臨界ミセル濃度に達したとき、両親媒性高分子はナノサイズの粒子、すなわちミセルとして振舞います。粒子の大きさがより小さく、中性電荷を帯びていると、流入領域のリンパ節に容易に到達し、全身への拡散が促進される可能性が示唆されています。この可能性から、ステアリン酸でポリエチレンイミン(PSA)‐2 kを修飾することにより両親媒性分子(PEI)を産生したところ、PSAミセルは全身領域よりもむしろ流入領域リンパ節に選択的に蓄積しました。さらに、PSAミセルはCCR-7の分泌及び流入領域リンパ節におけるCD 86及びMHC-IIの発現を刺激し、Trp 2を負荷したPSAミセルは有意な抗腫瘍効果を示しました。つまり、PSAミセルは腫瘍部位選択的に作用することが確認されています。
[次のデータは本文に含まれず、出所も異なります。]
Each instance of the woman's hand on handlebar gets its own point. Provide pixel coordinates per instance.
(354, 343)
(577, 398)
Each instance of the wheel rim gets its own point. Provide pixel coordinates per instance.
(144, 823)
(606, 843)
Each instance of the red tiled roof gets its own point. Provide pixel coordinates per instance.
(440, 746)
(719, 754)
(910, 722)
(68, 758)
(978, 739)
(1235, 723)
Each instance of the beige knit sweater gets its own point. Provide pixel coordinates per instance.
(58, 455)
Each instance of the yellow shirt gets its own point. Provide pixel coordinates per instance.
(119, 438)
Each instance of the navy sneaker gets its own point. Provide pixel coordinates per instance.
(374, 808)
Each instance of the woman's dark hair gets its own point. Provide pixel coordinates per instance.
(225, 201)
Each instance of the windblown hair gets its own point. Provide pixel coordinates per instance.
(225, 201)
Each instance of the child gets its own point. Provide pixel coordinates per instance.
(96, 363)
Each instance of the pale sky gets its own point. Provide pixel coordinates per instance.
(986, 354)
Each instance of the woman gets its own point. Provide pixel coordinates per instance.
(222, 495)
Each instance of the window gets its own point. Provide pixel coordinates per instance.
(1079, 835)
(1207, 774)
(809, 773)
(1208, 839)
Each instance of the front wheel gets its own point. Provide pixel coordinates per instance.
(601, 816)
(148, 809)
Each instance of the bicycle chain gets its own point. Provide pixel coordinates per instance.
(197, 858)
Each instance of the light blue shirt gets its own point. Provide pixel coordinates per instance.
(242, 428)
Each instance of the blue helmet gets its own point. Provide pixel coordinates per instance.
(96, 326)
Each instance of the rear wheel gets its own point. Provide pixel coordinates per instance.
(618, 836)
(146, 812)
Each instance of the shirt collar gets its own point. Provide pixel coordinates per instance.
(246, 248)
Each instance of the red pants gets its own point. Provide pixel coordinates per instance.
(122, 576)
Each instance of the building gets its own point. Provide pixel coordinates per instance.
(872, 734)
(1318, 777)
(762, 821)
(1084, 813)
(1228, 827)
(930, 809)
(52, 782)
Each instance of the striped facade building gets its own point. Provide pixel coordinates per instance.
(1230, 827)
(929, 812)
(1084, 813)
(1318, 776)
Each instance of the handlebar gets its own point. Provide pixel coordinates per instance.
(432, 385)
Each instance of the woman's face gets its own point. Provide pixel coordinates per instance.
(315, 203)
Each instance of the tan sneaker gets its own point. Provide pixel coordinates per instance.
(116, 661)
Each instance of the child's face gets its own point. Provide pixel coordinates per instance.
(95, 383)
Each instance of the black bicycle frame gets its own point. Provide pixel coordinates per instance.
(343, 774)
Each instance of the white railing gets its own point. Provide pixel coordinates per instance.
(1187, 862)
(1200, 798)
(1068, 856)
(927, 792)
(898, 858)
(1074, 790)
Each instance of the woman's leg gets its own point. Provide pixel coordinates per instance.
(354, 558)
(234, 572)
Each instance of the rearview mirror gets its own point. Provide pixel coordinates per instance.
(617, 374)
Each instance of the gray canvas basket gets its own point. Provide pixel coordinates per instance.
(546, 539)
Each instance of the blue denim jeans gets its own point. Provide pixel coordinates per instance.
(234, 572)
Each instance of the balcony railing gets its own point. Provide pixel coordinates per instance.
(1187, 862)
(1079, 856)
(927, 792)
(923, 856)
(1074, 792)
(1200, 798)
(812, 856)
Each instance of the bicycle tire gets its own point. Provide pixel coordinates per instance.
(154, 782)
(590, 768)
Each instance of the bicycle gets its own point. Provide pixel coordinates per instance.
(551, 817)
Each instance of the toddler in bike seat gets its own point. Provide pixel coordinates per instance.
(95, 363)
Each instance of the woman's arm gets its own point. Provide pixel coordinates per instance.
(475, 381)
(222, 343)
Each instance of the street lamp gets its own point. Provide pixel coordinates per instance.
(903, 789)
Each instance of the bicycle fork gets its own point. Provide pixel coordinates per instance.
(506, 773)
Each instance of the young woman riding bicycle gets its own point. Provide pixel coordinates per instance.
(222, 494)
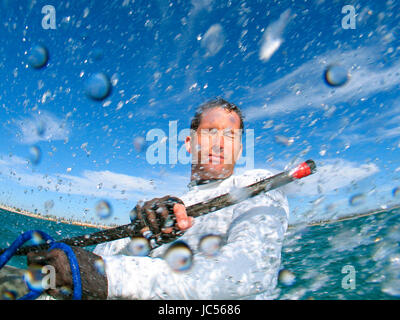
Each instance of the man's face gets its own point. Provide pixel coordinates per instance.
(216, 145)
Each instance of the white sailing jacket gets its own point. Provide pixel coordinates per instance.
(246, 266)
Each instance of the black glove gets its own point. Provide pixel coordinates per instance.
(157, 216)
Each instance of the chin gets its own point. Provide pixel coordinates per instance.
(216, 171)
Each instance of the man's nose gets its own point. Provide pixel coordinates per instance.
(218, 140)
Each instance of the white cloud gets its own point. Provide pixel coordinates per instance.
(273, 36)
(213, 40)
(42, 127)
(304, 87)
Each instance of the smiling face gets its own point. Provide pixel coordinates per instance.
(216, 145)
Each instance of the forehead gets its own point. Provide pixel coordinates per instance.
(220, 118)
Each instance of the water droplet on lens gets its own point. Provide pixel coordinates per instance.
(139, 246)
(103, 209)
(98, 86)
(336, 75)
(357, 199)
(179, 256)
(286, 277)
(99, 265)
(284, 140)
(133, 215)
(38, 57)
(210, 244)
(49, 204)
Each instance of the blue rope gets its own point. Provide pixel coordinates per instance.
(34, 292)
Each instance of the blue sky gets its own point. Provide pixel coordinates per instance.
(164, 58)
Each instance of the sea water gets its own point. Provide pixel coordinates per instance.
(352, 259)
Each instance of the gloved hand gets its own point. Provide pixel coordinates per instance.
(91, 267)
(163, 216)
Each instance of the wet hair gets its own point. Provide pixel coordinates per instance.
(215, 103)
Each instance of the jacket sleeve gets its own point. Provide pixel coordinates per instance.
(246, 266)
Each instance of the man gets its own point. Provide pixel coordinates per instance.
(252, 231)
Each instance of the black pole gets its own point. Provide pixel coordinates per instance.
(196, 210)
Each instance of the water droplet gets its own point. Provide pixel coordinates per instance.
(284, 140)
(99, 265)
(98, 86)
(49, 204)
(210, 244)
(38, 57)
(336, 75)
(9, 295)
(357, 199)
(133, 215)
(139, 246)
(286, 277)
(103, 209)
(35, 155)
(396, 192)
(179, 256)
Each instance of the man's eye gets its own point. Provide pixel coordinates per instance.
(229, 134)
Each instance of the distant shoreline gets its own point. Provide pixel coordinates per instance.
(39, 216)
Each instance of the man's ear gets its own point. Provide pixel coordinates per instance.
(188, 142)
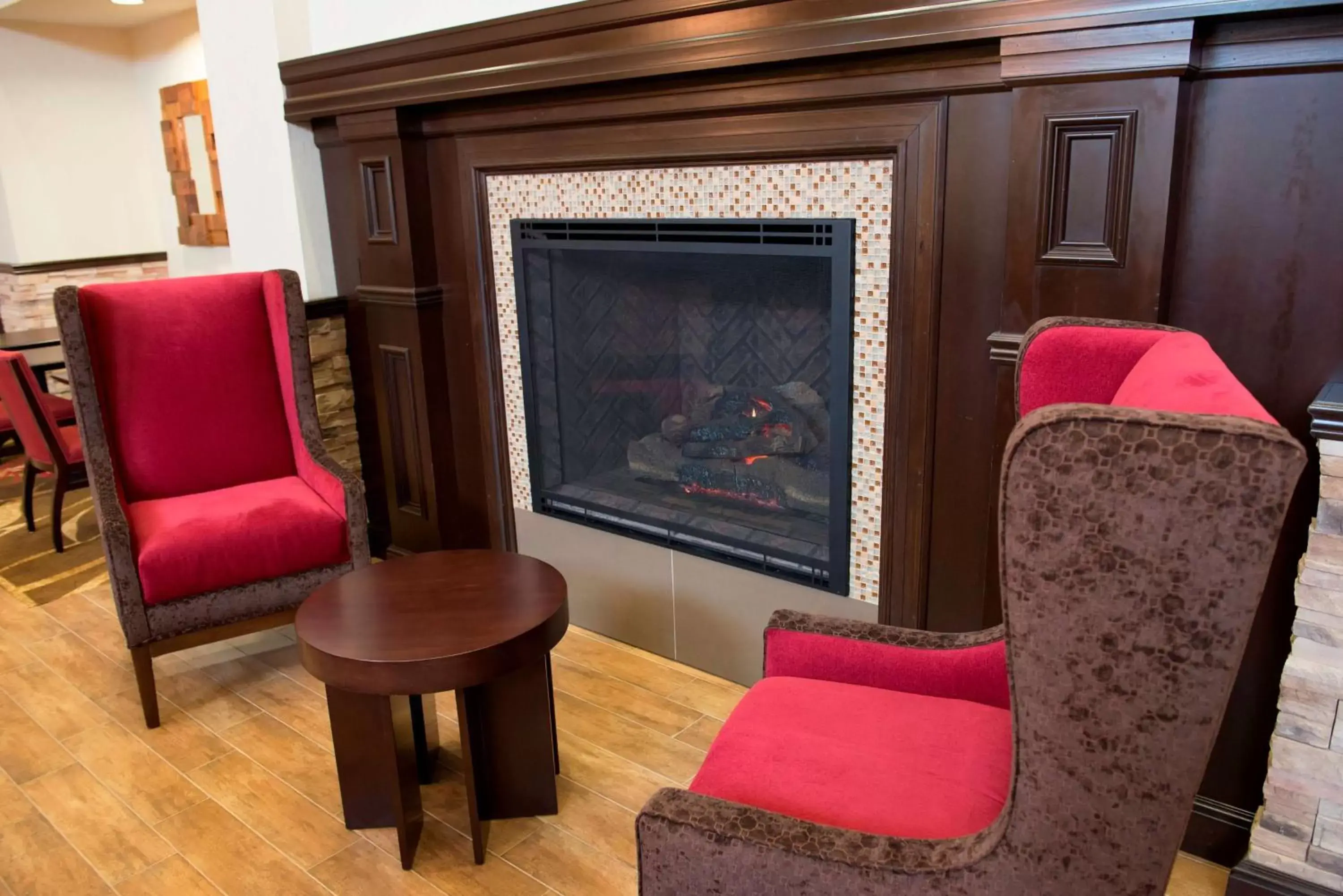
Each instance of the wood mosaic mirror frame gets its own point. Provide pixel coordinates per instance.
(178, 104)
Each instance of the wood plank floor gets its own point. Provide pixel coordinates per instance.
(237, 792)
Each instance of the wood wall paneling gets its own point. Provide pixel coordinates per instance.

また、透過性亢進および保持作用により、腫瘍部位に送達されるポリエチレングリコールポリL-アルギニン系ミセルは、マクロファージを標的とし、腫瘍部位での一酸化窒素産生を促進することにより、腫瘍の進行を抑制することが示されています。他の腫瘍関連マクロファージ(TAM)標的ミセルとして、ガラクトース亜鉛プロトポルフィリンIX(ZnPP)グラフト化ポリL-リジン‐b‐ポリエチレングリコールポリペプチドミセルが報告されており、これらのミセルは活性酸素種(ROS)を産生することにより、TAMをM1マクロファージに再分極できたことが確認されています。すなわち、腫瘍を増殖させることに寄与するM2マクロファージではなく、M1マクロファージに傾けることで、腫瘍の増殖を抑制する方向に寄与する可能性が示唆されました。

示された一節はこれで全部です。